Tego samego dnia jeszcze mialem jazdy typu"z kad ja wiem ze to co widze jest tam gdzie to widze, moze tego nie ma a wszystko jest projekcja mojego mozgu" wtedy to bylo straszne, swiat byl taki rozmazany ze nie umialem w ogle odleglosci oceniac. Obalilem to tak, ze zamknąłem oczy, w glowie mialem jakby mapke pokoju, tak jakbym czul ze cos tam jest, no i bylo to namacalne. He he straszne mam/mialem jazdy.miodzio - 24-10-2009 Temat postu: pomochej WSSK - takie mysli o smierci i jak to nazywasz "wkrety" same moga nie minac - prawdopodobnie potrzebujesz pomocy medycznej - moja rada: odwiedz poradnie zdrowia psychicznego i skonsultuj to co Ci sie dzieje z lekarzem - leczenie (moze nawet krotkotrwale) jest w stanie sprawic, ze te stany mina i bedziesz mogl normalnie funkcjonowac - nie ma co zwlekac, szkoda zycia - powodzenia!wssk - 24-10-2009 Bylem raz u psychologa i raz u psychiatry. Do psychologa bede jeszcze dzwonil we wt zeby sie umowic na wizyte bo w tym tyg nie bylo terminów wolnych. Także z pomocy fachowców nie boje sie skorzystać, wręcz przeciwnie chcę, sa w moich oczach pewnym autorytetem, bo co niektórzy chodza z założeniem ze i tak mi nie pomoże:p zobaczymy co mi powie.

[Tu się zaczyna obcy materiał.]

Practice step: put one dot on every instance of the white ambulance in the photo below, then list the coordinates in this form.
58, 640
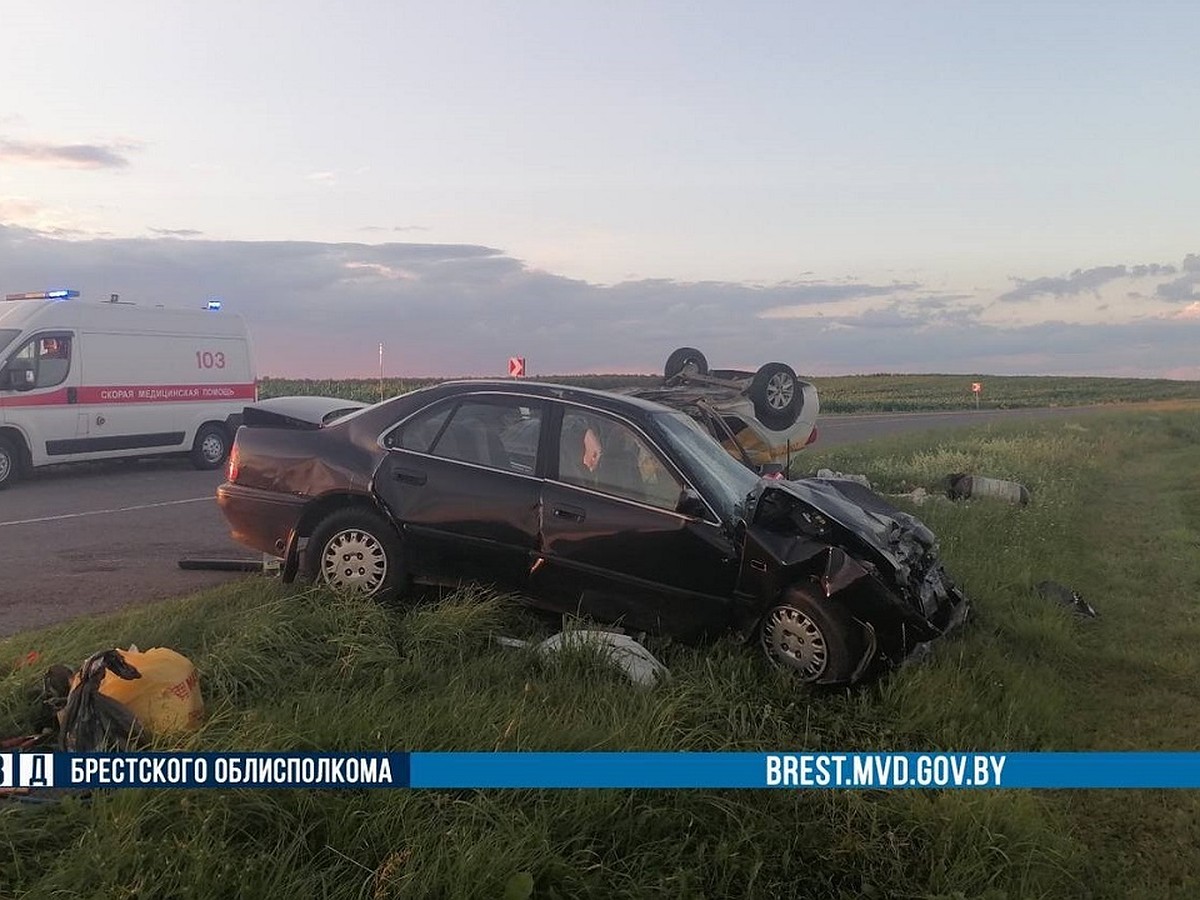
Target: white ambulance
96, 381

Mam jeszcze pytanie, czy kazdy psycholog moze prowadzić psychoterapie czy moze jest to w ogole odrębna dziedzina?miodzio - 24-10-2009 Temat postu: psychoterapeutaSuper, ze siegasz po profesjonalna pomoc. Na pewno warto. Nie kazdy psycholog jest psychoterapeuta, ale wielu z nich jest (to wymaga dalszego szkolenia sie po studiach, pracy nad soba, pracy w zawodzie, poddawanie sie ocenom...).